Sénégal: Chanteur, guitariste, plasticien - Abdoulaye Diaw «Layranks», artiste multifacette

18 Avril 2021

Natif de Saint-Louis, Abdoulaye Diaw dit Layranks est un artiste touche à tout. Avec plusieurs cordes à son arc, il s'inspire du fleuve et de la mer pour composer ses mélodies et ses œuvres.

Guitariste, chanteur, peintre, décorateur, Abdoulaye Diaw dit Layranks est un artiste multifacette. Il a plusieurs cordes à son arc. Il s'est inspiré du terme scientifique «larynx», qui appartient au système respiratoire, pour se surnommer Layranks. À Saint-Louis, on l'appelle affectueusement «le poète du fleuve». Depuis 25 ans, il chante la vie, les rapports entre les hommes. «Le fleuve, c'est l'âme de Saint-Louis, c'est mon inspiration et il est féminin car toutes les déesses de l'eau sont des femmes», avance Layranks. C'est dans cette ambiance que l'artiste compose ses mélodies, comme s'il était dans l'eau, sous l'eau. Il passe le plus clair de son temps à chanter, à faire vibrer sa guitare sèche, à réaliser des chefs-d'œuvre d'art plastique, de patchwork, entre autres. Cette orientation artistique ne l'empêche pas d'être sensible aux faits qui rythment la société et son environnement. Ce qui me révolte, confie Layranks, «ce sont les actes d'incivisme, les inégalités sociales et les discriminations».
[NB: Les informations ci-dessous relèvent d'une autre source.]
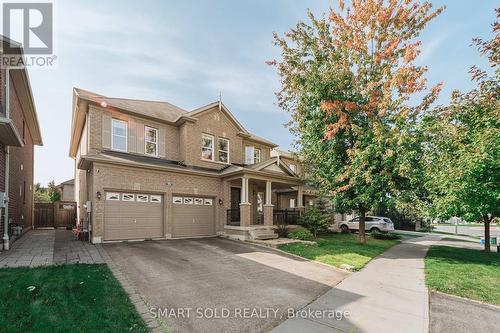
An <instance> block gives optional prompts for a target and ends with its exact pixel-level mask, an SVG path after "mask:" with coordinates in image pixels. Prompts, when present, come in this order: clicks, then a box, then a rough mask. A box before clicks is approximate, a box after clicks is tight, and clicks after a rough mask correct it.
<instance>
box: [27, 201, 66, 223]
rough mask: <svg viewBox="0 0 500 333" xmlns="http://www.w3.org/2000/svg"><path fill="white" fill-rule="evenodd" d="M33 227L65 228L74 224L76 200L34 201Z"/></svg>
mask: <svg viewBox="0 0 500 333" xmlns="http://www.w3.org/2000/svg"><path fill="white" fill-rule="evenodd" d="M34 215H35V223H34V227H35V228H46V227H54V228H63V227H64V228H65V227H73V226H75V225H76V202H73V201H56V202H53V203H40V202H36V203H35V214H34Z"/></svg>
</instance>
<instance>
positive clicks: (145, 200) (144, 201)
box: [137, 194, 149, 202]
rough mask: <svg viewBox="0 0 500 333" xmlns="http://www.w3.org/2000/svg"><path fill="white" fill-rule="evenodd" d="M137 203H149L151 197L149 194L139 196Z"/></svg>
mask: <svg viewBox="0 0 500 333" xmlns="http://www.w3.org/2000/svg"><path fill="white" fill-rule="evenodd" d="M137 202H149V195H147V194H138V195H137Z"/></svg>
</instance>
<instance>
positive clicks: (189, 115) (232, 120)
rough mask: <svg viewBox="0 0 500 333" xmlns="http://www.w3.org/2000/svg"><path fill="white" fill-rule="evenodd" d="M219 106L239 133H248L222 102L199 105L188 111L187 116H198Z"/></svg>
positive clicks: (224, 114) (223, 103)
mask: <svg viewBox="0 0 500 333" xmlns="http://www.w3.org/2000/svg"><path fill="white" fill-rule="evenodd" d="M215 107H217V108H219V109H220V111H221V112H222V113H224V115H225V116H226V117H227V118H228V119H229V121H231V122H232V123H233V124H234V126H235V127H236V129H237V130H239V131H240V132H241V133H244V134H250V133H248V131H247V130H246V129H245V128H244V127H243V125H241V123H240V122H239V121H238V120H237V119H236V117H235V116H233V114H232V113H231V112H230V111H229V109H228V108H227V107H226V106H225V105H224V103H222V102H220V101H217V102H213V103H210V104H207V105H204V106H201V107H199V108H196V109H194V110H193V111H191V112H189V116H191V117H193V118H198V117H199V116H201V115H203V114H205V113H207V112H210V111H212V109H213V108H215Z"/></svg>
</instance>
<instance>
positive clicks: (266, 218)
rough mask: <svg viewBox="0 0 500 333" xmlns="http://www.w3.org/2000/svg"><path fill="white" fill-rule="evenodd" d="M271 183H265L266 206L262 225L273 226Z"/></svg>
mask: <svg viewBox="0 0 500 333" xmlns="http://www.w3.org/2000/svg"><path fill="white" fill-rule="evenodd" d="M271 185H272V183H271V181H270V180H268V181H266V204H265V205H264V225H266V226H272V225H273V204H272V203H271V195H272V191H271V190H272V189H271Z"/></svg>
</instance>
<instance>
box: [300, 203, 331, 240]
mask: <svg viewBox="0 0 500 333" xmlns="http://www.w3.org/2000/svg"><path fill="white" fill-rule="evenodd" d="M299 223H300V225H302V226H303V227H304V228H306V229H308V230H309V231H311V232H312V234H313V235H314V237H316V236H317V235H318V233H320V232H326V231H328V227H329V226H330V216H329V215H328V214H327V213H325V212H324V211H322V210H320V209H318V208H317V207H311V208H309V209H308V210H306V211H305V212H304V214H302V216H301V217H300V221H299Z"/></svg>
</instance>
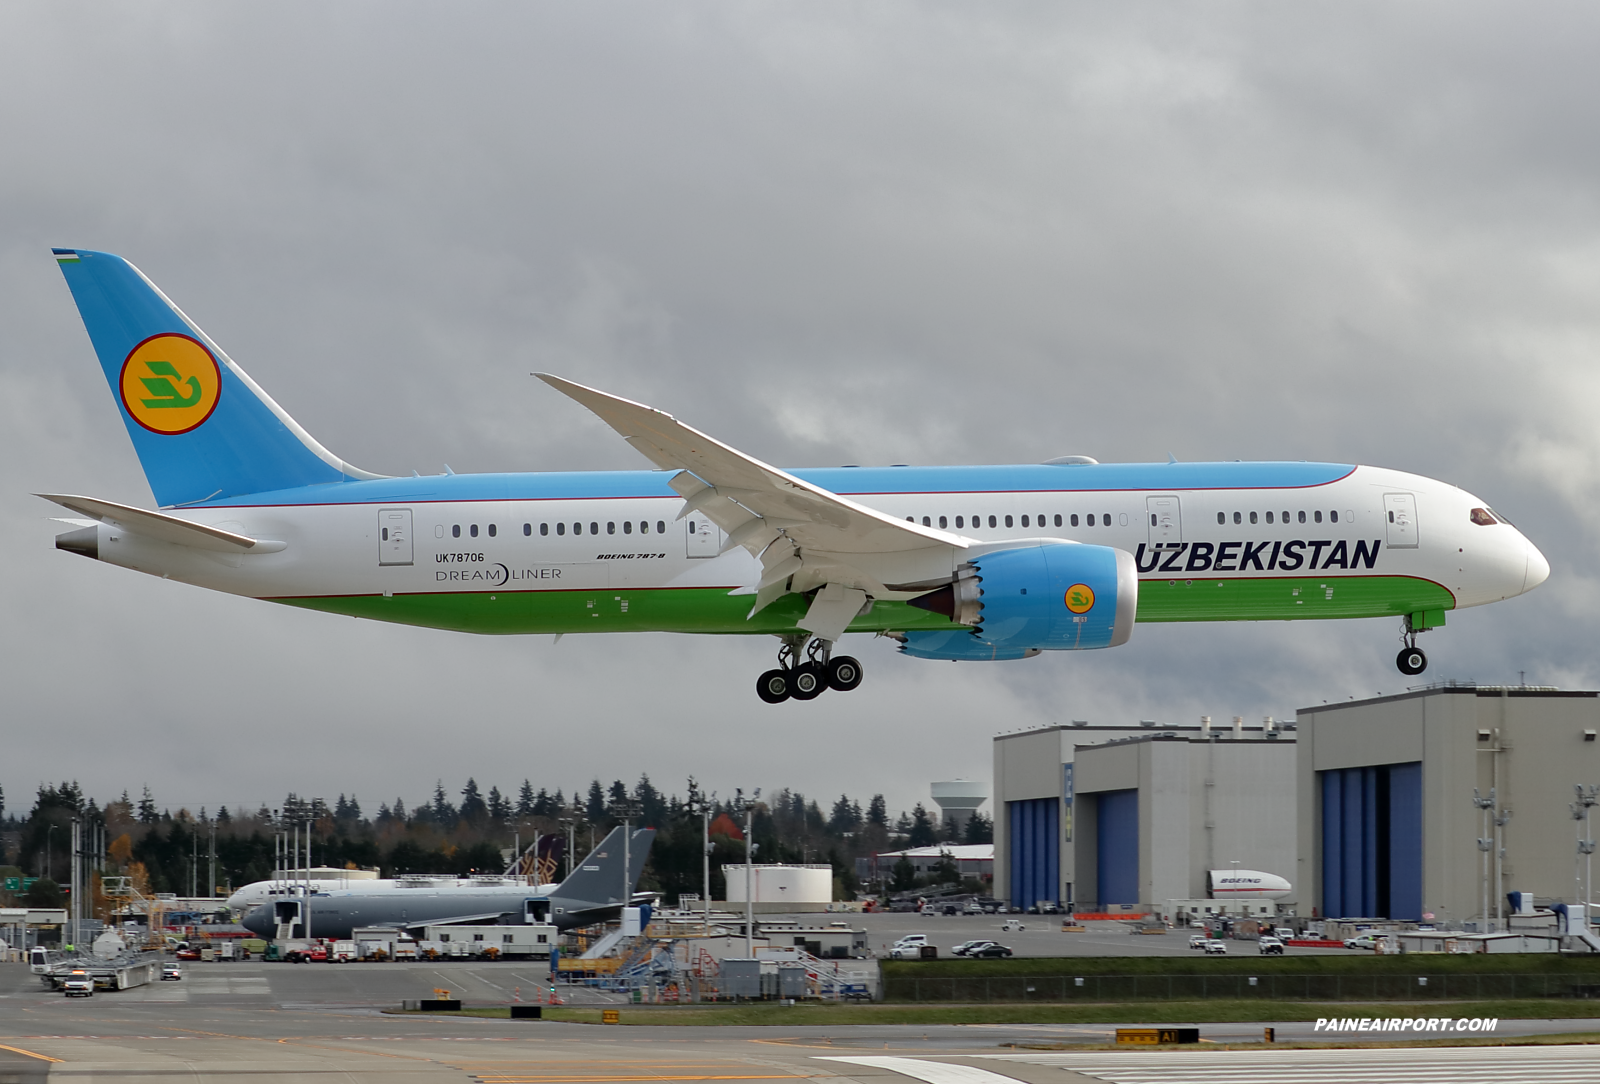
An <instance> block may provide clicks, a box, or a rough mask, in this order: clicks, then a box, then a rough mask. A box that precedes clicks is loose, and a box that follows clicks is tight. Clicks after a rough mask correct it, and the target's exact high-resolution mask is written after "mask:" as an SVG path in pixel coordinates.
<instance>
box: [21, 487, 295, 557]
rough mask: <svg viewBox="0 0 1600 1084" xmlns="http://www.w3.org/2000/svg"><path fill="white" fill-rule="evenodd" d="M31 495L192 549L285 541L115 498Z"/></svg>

Dans ses compositions musicales, le titre «River Song» est sa chanson fétiche. «Pour tous mes morceaux, ce sont le fleuve et la mer qui m'inspirent», explique Layranks. «Dans River Song, je célèbre le fleuve. Je suis né dans l'île de Saint-Louis, on m'a baigné dans le fleuve et ensuite dans la mer», souligne-t-il. C'est une vieille tradition dans la ville. «Certains n'ont pas eu cette chance car, parfois, nous oublions notre culture, une valeur que nous conservons après avoir tout perdu», affirme l'artiste. Il s'évertue à la perpétuer à travers des mélodies qui chantent la déesse Mame Coumba Bang, génie tutélaire des eaux.

AISANCE ACOUSTIQUE

À travers ses différentes prestations, Layranks, pionnier du mouvement hip-hop de Saint-Louis dans les années 1990 (au sein du groupe Black Muslims), prouve toujours qu'il est l'un des piliers de la musique made in Saint-Louis. Passant avec aisance de l'acoustique au raggamuffin, il se produit dans les cabarets de la capitale du Nord et inspire toujours le respect et l'admiration des nouvelles générations. Agé de 47 ans, il a fait ses études primaires à l'école Ndaté Yalla du sud de l'île, ses études secondaires hors de Ndar. C'est vers 1993 que son destin le plonge subrepticement dans l'univers de l'art. La musique, l'art plastique, la décoration, etc., deviennent ainsi son domaine de prédilection, son espace d'expression et de dialogue avec les autres. Il se retrouve dans ce monde culturel où il finit par exceller. Son art lui a permis, au fil du temps, de sortir de sa coquille et de s'extérioriser.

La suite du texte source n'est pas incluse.